Quem vigia os vigilantes 5 – Pablo Capistrano

O quadrinho definitivo II

 Publicado no www.pablocapistrano.com.br

"Faça como eu: bote uma meia na cabeça e enfie a porrada na bandidagem."

"Faça como eu: bote uma meia na cabeça e enfie a porrada na bandidagem."

Imagine que você faz parte de um romance de H. G. Wells. Um romance sobre, por exemplo, uma máquina do tempo. Imagine também, seguindo essa brincadeira, que essa máquina do tempo te transporte (de um modo que só as máquinas do tempo conseguem fazer), para a cidade de… quem sabe… Braunau am Inn! na Áustria, às margens do rio Inn, já na fronteira com a Baviera alemã.

O ano é 1889, e o fim do mês de Outubro, em pleno Outono europeu, já anuncia a chegada do vento gelado de mais um inverno. Imagine que você, com seu alemão sofrível, parado na frente de uma loja de doces, vê uma senhora saindo com um carrinho de bebê. A senhora parece que lembrou de alguma coisa. Talvez uma bolsa? Algum pacote?

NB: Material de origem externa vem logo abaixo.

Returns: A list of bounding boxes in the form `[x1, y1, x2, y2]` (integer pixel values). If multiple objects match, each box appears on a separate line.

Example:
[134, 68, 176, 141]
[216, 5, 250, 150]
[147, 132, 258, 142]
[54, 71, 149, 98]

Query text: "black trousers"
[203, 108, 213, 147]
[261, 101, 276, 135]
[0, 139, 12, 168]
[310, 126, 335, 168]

Ela fala algo incompreensível em algum dialeto desses de fronteira e retorna para dentro da loja de doces deixando aquele adorável bebê de seis ou sete meses adormecido em seu carrinho de ferro e madeira, com aquele design de fim de século XIX.

Você, que provavelmente gosta de crianças, se aproxima sem querer acordar aquele pequeno anjo do Senhor e, mergulhando seu olhar pelos detalhes internos do carrinho percebe escrito em uma pulseirinha metálica presa no braço direito da adorável criaturinha o nome: “Adolf Hitler”.

Um arrepio sobe pela sua coluna e, como em uma explosão instantânea de imagens, você vê no seu hipocampo mental (aquela janela da microsoft que se abre na mente quando a gente tenta visualizar alguma coisa) um desfile com as mais aterradoras, mais terríveis, escatológicas e desumanas imagens do século XX. Subitamente você se questiona com toda sinceridade: “Parto ou não parto a traquéia do bebê?”.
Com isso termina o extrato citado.